Em um fogão elétrico, uma fotografia repousa sobre a serpentina quente. Enquanto a imagem começa a ondular, empolar e por fim se carbonizar, a voz impassível do cineasta Michael Snow narra uma anedota ligada a uma fotografia. O descompasso deliberado é o motor da obra: a narração não descreve a fotografia que vemos ser destruída, mas sim a próxima que surgirá na tela, criando uma assincronia constante entre o que se vê, o que se ouve e o que se espera. Este é o dispositivo cênico central de (nostalgia), o trabalho seminal de Hollis Frampton que investiga a mecânica da memória e a materialidade da imagem com a precisão de um cientista e a sensibilidade de um poeta. O filme é uma sequência de doze fotografias do próprio Frampton, cada uma submetida ao mesmo ritual de aniquilação.

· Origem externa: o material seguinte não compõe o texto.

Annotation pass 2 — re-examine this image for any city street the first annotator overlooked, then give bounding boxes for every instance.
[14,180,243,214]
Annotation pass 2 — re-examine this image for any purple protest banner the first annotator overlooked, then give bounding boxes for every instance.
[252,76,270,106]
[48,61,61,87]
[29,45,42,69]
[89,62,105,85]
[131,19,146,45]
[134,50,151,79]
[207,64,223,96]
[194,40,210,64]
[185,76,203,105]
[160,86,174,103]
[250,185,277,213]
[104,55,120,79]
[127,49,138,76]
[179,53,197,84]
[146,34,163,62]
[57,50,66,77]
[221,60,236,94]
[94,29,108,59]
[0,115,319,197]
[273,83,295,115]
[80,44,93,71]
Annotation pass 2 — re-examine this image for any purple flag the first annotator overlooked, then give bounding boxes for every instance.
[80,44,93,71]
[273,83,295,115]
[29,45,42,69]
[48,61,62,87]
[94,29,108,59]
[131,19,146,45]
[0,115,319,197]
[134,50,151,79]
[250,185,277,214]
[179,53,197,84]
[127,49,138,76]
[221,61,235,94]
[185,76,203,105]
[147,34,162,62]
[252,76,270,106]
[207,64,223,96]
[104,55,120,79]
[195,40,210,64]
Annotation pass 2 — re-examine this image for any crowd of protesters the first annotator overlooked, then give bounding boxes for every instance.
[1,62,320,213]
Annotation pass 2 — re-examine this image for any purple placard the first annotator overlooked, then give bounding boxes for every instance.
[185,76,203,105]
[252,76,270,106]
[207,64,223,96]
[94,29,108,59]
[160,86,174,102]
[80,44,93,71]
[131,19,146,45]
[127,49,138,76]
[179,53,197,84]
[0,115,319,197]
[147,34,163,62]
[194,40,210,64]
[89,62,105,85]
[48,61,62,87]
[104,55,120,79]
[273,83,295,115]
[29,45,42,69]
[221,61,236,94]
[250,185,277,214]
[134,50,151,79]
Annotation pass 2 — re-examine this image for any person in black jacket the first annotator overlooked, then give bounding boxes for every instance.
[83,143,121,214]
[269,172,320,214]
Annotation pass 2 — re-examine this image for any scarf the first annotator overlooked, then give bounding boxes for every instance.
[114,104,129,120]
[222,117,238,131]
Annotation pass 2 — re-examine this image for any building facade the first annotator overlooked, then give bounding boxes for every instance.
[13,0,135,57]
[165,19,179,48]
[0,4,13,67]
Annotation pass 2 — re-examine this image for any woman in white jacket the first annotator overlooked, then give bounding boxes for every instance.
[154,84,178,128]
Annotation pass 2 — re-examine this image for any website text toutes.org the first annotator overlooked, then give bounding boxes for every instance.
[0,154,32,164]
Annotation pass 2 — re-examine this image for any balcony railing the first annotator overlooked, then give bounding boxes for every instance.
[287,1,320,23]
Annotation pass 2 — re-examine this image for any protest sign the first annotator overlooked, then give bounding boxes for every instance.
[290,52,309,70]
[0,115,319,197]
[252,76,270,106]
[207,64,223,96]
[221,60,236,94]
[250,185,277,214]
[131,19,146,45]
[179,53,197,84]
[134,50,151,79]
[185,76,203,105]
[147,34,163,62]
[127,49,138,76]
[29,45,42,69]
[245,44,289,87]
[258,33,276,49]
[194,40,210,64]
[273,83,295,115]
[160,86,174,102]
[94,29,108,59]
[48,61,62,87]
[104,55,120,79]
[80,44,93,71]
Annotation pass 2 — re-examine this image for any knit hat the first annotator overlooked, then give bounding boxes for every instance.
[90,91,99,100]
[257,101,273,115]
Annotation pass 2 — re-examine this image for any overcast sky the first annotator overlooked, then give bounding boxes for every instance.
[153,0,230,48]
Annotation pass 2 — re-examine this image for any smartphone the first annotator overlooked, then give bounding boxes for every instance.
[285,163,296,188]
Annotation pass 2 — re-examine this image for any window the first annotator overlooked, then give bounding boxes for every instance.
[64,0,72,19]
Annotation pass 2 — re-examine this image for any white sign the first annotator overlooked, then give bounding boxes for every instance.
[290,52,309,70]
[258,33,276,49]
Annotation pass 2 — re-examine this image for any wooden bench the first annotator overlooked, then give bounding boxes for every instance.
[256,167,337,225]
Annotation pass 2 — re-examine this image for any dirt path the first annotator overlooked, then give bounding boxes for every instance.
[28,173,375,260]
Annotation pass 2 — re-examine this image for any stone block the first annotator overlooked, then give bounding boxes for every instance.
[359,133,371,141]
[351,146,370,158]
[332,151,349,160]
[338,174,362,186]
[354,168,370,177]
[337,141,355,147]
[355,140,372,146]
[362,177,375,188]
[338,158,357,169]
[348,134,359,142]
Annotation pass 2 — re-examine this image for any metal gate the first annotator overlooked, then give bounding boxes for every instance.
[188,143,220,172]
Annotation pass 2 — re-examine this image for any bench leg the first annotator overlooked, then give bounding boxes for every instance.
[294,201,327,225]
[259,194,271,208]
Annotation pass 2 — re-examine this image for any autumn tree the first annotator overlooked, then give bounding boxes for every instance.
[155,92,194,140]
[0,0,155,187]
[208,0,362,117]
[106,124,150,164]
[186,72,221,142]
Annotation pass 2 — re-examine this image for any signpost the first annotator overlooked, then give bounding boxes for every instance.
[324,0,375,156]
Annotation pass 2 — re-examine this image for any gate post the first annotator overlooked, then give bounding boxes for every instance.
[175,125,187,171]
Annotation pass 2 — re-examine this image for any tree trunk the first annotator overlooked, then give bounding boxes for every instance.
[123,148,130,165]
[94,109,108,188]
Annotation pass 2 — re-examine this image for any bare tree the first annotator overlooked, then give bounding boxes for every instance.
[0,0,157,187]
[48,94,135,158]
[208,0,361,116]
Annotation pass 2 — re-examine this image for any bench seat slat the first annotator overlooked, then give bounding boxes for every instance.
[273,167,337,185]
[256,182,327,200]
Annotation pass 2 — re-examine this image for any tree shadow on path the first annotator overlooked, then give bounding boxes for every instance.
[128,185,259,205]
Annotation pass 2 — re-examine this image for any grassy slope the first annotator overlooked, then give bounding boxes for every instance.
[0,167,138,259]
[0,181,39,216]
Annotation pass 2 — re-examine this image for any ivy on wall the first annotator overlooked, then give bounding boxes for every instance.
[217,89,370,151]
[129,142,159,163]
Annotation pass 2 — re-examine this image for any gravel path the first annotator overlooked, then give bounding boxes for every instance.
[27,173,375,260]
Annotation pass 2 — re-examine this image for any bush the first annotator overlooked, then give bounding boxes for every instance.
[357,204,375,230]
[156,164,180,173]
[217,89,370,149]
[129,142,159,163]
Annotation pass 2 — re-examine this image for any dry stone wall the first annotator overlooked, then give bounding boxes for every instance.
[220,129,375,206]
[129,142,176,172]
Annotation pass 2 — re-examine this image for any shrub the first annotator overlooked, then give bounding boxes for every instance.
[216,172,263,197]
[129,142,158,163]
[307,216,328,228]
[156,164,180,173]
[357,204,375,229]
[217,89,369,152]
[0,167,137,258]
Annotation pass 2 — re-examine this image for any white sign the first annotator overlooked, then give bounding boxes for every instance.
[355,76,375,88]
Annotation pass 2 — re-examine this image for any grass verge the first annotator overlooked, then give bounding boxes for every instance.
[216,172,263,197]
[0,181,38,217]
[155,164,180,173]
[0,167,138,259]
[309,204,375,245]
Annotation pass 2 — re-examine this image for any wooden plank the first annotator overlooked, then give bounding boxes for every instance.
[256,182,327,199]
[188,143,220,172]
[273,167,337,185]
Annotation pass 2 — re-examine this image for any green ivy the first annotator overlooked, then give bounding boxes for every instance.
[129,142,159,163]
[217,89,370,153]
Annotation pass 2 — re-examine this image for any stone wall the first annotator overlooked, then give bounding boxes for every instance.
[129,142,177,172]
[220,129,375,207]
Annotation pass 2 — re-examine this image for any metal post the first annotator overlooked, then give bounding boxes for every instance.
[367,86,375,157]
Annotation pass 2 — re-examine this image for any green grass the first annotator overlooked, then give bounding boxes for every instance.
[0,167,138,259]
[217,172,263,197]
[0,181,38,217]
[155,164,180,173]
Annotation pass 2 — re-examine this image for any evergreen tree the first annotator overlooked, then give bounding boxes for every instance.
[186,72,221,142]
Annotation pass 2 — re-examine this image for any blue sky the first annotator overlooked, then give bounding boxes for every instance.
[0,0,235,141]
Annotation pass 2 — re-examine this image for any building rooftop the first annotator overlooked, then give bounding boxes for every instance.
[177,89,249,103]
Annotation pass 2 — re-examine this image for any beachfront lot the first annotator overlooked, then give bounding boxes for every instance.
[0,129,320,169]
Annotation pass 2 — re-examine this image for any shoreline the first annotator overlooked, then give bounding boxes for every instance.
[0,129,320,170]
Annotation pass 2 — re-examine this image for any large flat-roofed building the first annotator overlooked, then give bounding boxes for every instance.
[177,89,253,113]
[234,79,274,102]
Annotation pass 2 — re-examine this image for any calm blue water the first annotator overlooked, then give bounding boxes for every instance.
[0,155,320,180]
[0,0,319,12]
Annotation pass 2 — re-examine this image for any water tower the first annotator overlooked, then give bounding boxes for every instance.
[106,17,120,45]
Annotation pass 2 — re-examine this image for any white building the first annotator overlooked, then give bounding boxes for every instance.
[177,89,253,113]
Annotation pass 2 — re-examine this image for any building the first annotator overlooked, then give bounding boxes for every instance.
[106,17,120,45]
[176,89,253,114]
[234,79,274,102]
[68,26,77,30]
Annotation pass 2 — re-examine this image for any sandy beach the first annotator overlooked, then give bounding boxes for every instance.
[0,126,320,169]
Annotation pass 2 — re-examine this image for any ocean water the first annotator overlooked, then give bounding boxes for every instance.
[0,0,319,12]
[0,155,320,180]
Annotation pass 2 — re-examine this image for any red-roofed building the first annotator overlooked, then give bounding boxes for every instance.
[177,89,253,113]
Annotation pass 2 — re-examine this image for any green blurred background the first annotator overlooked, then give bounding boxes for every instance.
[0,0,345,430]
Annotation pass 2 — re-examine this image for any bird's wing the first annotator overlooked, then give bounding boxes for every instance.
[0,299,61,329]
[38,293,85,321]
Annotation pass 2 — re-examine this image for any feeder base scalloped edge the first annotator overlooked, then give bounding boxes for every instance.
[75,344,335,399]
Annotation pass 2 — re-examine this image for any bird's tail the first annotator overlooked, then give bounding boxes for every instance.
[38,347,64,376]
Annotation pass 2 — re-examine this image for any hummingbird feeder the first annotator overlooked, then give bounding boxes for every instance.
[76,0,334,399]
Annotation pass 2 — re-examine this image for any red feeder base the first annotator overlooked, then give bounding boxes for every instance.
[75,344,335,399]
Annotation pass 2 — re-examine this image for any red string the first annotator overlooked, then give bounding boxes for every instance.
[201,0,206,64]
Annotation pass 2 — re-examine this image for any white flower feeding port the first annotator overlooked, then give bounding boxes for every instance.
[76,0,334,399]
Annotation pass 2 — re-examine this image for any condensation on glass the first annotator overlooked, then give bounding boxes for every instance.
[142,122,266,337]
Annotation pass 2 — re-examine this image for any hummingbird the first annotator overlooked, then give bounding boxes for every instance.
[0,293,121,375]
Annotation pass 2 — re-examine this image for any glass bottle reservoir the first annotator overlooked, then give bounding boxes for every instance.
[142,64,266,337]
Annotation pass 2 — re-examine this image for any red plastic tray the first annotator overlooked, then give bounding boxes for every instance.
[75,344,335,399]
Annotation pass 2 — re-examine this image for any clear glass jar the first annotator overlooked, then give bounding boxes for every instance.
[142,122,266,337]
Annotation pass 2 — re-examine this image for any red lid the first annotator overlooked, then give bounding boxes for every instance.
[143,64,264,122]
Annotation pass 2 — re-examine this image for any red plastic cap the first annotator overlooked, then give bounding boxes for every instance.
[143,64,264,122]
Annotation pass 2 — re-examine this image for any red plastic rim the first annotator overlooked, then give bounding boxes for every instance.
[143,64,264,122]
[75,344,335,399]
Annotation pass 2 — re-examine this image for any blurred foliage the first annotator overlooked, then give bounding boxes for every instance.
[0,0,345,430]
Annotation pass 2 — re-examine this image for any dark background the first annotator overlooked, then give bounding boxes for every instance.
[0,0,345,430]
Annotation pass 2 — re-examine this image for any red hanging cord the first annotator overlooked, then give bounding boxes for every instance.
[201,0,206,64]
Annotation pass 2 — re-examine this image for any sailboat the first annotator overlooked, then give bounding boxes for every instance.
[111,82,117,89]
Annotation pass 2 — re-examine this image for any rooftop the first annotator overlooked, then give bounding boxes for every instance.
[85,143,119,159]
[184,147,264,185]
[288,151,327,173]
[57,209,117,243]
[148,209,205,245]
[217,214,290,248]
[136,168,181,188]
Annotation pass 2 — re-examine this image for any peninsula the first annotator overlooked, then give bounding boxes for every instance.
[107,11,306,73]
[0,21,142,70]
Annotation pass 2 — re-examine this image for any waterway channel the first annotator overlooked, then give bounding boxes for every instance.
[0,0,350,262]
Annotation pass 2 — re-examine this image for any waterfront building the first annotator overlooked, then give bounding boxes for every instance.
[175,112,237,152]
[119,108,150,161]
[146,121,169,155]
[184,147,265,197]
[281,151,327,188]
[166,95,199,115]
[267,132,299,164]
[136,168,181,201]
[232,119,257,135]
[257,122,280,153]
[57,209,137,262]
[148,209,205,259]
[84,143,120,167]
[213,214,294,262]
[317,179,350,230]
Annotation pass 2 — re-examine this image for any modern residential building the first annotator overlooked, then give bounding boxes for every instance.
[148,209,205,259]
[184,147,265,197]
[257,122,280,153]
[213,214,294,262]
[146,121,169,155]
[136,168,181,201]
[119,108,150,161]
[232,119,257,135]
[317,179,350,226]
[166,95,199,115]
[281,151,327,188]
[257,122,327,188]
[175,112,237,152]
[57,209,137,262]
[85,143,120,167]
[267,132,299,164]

O que se revela não é um exercício sentimental sobre o passado, como o título poderia sugerir. A nostalgia aqui é de uma ordem diferente, mais cerebral e imediata. É a nostalgia pela imagem que se desfaz diante dos nossos olhos, uma imagem que nunca conseguimos apreender por completo porque a nossa atenção está dividida pela narrativa que prenuncia o futuro. Frampton desmantela a função primária da fotografia, a de preservar um instante, ao reintroduzir o tempo de forma agressiva. Cada fotografia deixa de ser um artefato estático para se tornar um evento em processo de desaparecimento. Neste ato, a obra parece dialogar com a ideia do punctum de Roland Barthes, aquele detalhe que perfura o observador. A ferida, aqui, não é um detalhe contido na imagem, mas o próprio ato de sua aniquilação, a percepção de que a memória contida nela é tão volátil quanto a emulsão fotográfica no calor.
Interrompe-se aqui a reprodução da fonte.